[lit-ideas] Re: Wonder of Whizz and Shakespeare the Thinker
- From: David Ritchie <ritchierd@xxxxxxxxxxxxx>
- To: lit-ideas@xxxxxxxxxxxxx
- Date: Wed, 22 Aug 2007 22:07:16 -0700 (GMT-07:00)
Two point four whizzy-bits of speed, just chew on that, and a screen that you
have to search to locate where your eyes should be pointed, and an ipod and a
new printer. I am *so* up-to-date. Quick, ask me my opinion of something
really up-to-date, "Forever Twenty One," for example.
Well, since you asked, "Forever Twenty One," which is a store, should
be prosecuted for having a big sign at the entrance saying, "$3.99 and up."
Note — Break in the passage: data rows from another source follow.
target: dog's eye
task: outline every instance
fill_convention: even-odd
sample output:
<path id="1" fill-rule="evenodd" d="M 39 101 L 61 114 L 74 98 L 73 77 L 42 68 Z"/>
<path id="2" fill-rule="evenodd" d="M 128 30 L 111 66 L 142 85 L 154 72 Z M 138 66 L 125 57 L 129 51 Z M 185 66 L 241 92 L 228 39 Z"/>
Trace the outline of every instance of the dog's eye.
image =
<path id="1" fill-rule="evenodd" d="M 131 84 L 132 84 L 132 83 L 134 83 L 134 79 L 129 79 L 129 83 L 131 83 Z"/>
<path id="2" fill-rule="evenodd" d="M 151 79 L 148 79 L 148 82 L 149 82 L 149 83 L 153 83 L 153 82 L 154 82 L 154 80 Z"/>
What, I asked the first person I met, costs three ninety nine? "Perhaps
something on the clearance rack at the back of the store," she hazarded. Well
hazarded is about right for, having paid for a new computer I was in the mood
for some savings. Nothing, nada, zip on the rack at $3.99. Something should be
done.
(Footnote: I was actually only carrying the wallet; it was my daughter who
wanted to investigate the store.)
Why do I have an ipod and a printer? It's Mac's back to school (and in
"school" they include professors) deal. Buy a whizzy, bit-stuffed piece of
elegance... get an ipod and a printer, after jumping through only several
thousand rebate steps.
And what about the old beast? Pronounced by the repair specialists beyond
redemption, absolutely ready to be take out behind the barn and introduced to
the business end of the duck punt gun. I'm not at all sure that I'm going to
get my mail files away from its death grip.
Meanwhile, a sad note. Passing time this evening, I opened the "New Yorker,"
turned to the book reviews, chanced upon "Shakespeare the Thinker," by A.D.
Nuttall. The review is a good one, a study "rich in unexpected
juxtapositions"...analysis which, "never pulls too far away from the action
onstage." It concludes, "the Shakespeare who emerges here is a 'systematically
elusive' intelligence, whose brilliance lay in his ability to join
'verisimilitude to wonder.'" That might equally describe Nuttall, a man I
didn't come close to understanding but who I thought kind of wonderful when he
was my personal tutor at Sussex. The review began, "Nuttall, who died earlier
this year..."
He kept a bottle of sherry in his filing cabinet. When I run across some
sherry I'll have a drop in his memory.